Before using dsarch, register the dataset in GDEXDB through Metadata Manager (https://gdex.ucar.edu/metaman/). Once registered, dsarch can perform the following major functions:

  • Set up a dataset and its groups/subgroups in GDEXDB to prepare it for data archiving

  • Add, update, and terminate DOI/Version controls for a given dataset

  • Archive data files by copying them from the working area to GDEX Servers

  • Call gatherxml to evaluate file content metadata for archived files

  • Cross-archive data files by duplicating them between bOreas and GDEX Data Disk Servers

  • Save file information for archived data into GDEXDB

  • Retrieve dataset, group, and file information stored in GDEXDB

  • Move data files from one dataset or group to another, or to a different location within the same dataset

  • Tar file lists from one or more datasets and back them up onto the Globus Quasar Server, with an optional disaster recovery copy

  • Restore damaged data files from the Quasar backup server

  • Remove files from GDEX Servers

  • Automatically resume interrupted dsarch commands using records in GDEXDB

  • Regenerate filelist and main webpages on demand after dataset changes

The dataset flag -UD (-UseDSARCH) must be set to at least ‘Y’ before dsarch can archive files or write to GDEXDB. This flag also controls file list publication: setting it to ‘P’ or ‘W’ publishes file lists for GDEX Server data files, making them visible in the dataset’s user interface on the GDEX Web Server. See the -SD (-SetDataset) action and the -UD (-UseDSARCH) option for details.

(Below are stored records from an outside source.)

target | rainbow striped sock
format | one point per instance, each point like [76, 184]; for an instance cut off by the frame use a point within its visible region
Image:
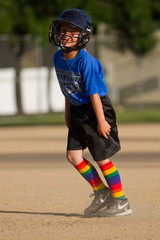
[112, 177]
[88, 171]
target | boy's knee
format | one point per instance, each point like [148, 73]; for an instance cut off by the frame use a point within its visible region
[69, 157]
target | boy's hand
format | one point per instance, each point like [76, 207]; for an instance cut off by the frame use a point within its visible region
[104, 128]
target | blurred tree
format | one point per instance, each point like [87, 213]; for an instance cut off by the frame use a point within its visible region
[133, 22]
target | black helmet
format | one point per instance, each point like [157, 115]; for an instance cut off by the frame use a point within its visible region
[75, 18]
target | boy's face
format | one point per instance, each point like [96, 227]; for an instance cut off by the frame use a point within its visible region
[68, 35]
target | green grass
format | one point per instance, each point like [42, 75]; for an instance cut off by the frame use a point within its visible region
[125, 116]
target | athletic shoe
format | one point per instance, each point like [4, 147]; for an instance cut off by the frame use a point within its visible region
[117, 207]
[100, 201]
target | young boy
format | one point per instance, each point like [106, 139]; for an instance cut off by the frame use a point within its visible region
[89, 114]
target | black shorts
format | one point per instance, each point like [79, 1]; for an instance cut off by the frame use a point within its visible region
[83, 131]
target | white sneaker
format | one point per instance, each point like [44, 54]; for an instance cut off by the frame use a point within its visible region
[100, 201]
[117, 207]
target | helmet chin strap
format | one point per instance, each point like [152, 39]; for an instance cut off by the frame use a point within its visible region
[69, 49]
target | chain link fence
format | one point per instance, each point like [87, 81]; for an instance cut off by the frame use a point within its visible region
[132, 81]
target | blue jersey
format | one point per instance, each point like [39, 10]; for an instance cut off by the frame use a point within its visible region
[79, 77]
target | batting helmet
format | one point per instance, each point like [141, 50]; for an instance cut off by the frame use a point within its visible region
[77, 19]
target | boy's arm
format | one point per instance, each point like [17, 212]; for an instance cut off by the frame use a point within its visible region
[103, 127]
[67, 112]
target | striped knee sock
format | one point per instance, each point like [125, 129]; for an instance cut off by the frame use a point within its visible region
[88, 171]
[112, 177]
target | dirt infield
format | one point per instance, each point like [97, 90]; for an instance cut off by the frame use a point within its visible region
[43, 197]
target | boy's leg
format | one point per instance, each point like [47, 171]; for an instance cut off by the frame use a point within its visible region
[88, 171]
[119, 205]
[112, 177]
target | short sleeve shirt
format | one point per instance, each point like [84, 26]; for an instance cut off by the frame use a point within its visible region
[80, 77]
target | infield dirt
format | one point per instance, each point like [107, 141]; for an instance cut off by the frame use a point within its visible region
[42, 197]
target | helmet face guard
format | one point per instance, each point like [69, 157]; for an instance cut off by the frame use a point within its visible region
[77, 19]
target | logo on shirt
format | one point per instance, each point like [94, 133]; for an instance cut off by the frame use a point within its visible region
[70, 82]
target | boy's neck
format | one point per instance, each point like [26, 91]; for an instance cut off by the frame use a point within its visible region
[70, 55]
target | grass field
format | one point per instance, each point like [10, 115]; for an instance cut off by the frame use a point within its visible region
[125, 116]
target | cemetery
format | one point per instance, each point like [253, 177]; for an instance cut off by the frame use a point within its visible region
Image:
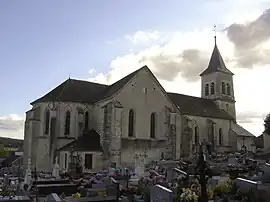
[233, 177]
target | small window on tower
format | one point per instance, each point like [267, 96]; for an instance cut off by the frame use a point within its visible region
[228, 89]
[227, 107]
[206, 90]
[223, 88]
[212, 88]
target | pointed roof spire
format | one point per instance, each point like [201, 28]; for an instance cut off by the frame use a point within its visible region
[216, 63]
[215, 36]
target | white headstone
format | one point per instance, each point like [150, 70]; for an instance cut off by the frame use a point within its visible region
[56, 169]
[28, 174]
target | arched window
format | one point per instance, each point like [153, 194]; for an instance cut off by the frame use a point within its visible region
[196, 135]
[86, 120]
[227, 107]
[67, 123]
[228, 89]
[206, 90]
[220, 137]
[47, 122]
[153, 125]
[223, 88]
[212, 88]
[131, 123]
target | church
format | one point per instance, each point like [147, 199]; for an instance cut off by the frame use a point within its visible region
[132, 120]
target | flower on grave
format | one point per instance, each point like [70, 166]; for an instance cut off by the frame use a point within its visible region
[76, 195]
[63, 196]
[188, 195]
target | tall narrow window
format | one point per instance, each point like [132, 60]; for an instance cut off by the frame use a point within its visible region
[212, 88]
[228, 89]
[220, 137]
[47, 122]
[153, 125]
[131, 123]
[206, 90]
[196, 135]
[86, 120]
[65, 161]
[67, 123]
[223, 88]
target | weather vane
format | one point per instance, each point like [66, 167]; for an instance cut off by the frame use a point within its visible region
[215, 33]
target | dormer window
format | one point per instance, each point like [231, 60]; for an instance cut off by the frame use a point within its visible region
[67, 123]
[212, 88]
[153, 125]
[47, 121]
[228, 89]
[131, 123]
[86, 120]
[206, 90]
[223, 88]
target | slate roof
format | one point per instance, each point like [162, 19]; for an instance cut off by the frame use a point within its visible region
[75, 91]
[196, 106]
[10, 142]
[240, 131]
[216, 64]
[9, 160]
[89, 141]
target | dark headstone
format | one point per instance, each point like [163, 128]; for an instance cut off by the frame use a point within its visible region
[159, 193]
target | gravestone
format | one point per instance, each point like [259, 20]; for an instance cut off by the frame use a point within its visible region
[245, 185]
[159, 193]
[232, 161]
[113, 188]
[6, 179]
[53, 198]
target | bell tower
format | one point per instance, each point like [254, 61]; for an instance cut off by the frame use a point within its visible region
[217, 83]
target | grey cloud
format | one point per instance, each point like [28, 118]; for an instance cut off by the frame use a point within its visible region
[189, 63]
[248, 116]
[11, 125]
[247, 39]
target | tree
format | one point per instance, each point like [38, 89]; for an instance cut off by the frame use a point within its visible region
[267, 124]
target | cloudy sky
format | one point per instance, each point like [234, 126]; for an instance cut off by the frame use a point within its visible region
[43, 42]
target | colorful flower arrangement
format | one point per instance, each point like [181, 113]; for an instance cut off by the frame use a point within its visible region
[188, 195]
[76, 195]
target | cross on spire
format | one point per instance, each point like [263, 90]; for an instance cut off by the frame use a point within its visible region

When a file is moved and its name or path changes, dsarch records the new name as the primary entry in GDEXDB and retains the original as a linked alias. Both names resolve to the same file for usage tracking. Always use dsarch — not system move commands — to move data files, so that GDEXDB stays accurate.

Use the companion utility ‘dsquasar’ to back up archived data files to the Globus Quasar Server. ‘dsquasar’ finds files not yet backed up, assembles input file lists (targeting 1-3 GB per list), and calls dsarch to package and upload them as tar files to the Quasar server.

dsarch includes safeguards to prevent accidental operations on the wrong dataset. Input files must be named starting with the dataset number in the format ‘dNNNNNN.*’, where ‘*’ matches one or more valid filename characters. dsarch also verifies that the specialist running it is an authorized owner of the dataset; if not, execution stops — unless Mode option -MD (-MyDataset) is supplied, which overrides the ownership check.

If an archive action (-AW, -AS, -AH, -AQ) fails due to a storage system outage, dsarch automatically retries it once the system recovers. Retry behavior is enabled only when option -BP (-d) is used to submit the action as a background batch process; the retry state is tracked in GDEXDB.

Once added, a DOI/Version control record cannot be removed, but it can be terminated when a dataset is retired and its data are no longer current. Even after termination, the file list can be reconstructed from the retained DOI records. Files under DOI/Version control are locked — they cannot be moved or deleted — though new files may still be added to operational datasets. Archived data files are also immutable unless new data are appended to them.

Only Web data files are placed under DOI/Version control. Saved data staged on disk for internal use or NCAR user access is not version- controlled and remains the responsibility of the dataset owner.

This document first covers general dsarch usage, then describes each Action option in detail, followed by Mode and Information (Info for short) options. Examples are provided throughout each section.